NEW YORK – The issue of skyrocketing prescription drug prices is one of the few that can bring American voters together. A recent Gallup poll found that 61 percent of Republicans and 97 percent of Democrats support giving the federal government “a major role” in negotiating drug prices.
But new Columbia Business School research finds that there may be a market-based solution: data show that the introduction of new brand name drugs to the market can eventually lead to savings for the healthcare system overall and lower prices on older generic drugs. The study Are Drug Prices Subject to Creative Destruction?, which was recently published in the peer-reviewed journal Health Economics, uses publicly-available U.S. data for the 20-year period between 1997–2017 and is the first of its kind to assess the impact that the entry of new drugs can have on branded drug prices, generic drug prices and the generic drug market share. The research analyzes both aggregate data and micro data to find that when a new drug enters the market, it can have a significant, negative effect on the price of generic versions of older drugs within the same chemical class.
“The assumption is that there’s essentially no constraint on drug prices and companies can charge what they want with impunity," said Frank Lichtenberg, the Cain Brothers & Company Professor of Healthcare Management at Columbia Business School. “But in the long run, the entry of new molecules reduces the average cost of older drugs within the same chemical class.”
The impact is substantial. The estimates indicated that the 1985-2005 increase in the number of substances ever registered in a drug’s chemical subgroup reduced the 2017 price of generic drugs by 42%, and it increased the 2017 generic market share by 15.0 percentage points.

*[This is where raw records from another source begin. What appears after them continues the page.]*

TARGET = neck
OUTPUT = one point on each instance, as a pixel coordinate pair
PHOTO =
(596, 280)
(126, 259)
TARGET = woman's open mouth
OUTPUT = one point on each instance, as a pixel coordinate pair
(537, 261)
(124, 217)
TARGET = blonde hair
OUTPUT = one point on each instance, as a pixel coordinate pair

Due to its effects on generic drug prices and the generic market share, the 1985-2005 increase in between-substance competition reduced the average 2017 price of drugs that were already sold in 1997 by 35%. 36% of 2017 expenditure on drugs that were first registered during 1986-2005 was offset by reduced 2017 expenditure on drugs that were sold in both 1997 and 2017.
Other key findings include: Competition between two drugs of the same chemical substance or “within substance” has little to no effect on brand-name drug prices. The entry of imitators has no effect on the prices of brand-name drugs, but the entry of innovators has a significant negative effect on the prices of generic drugs in the same ATC4 chemical subgroup. There is a cost offset,” said Lichtenberg. “For example, we may be spending $100 million on brand name drugs with new molecules, however we are likely saving $35 million on older generic drugs that were already on the market as their costs begin to fall.”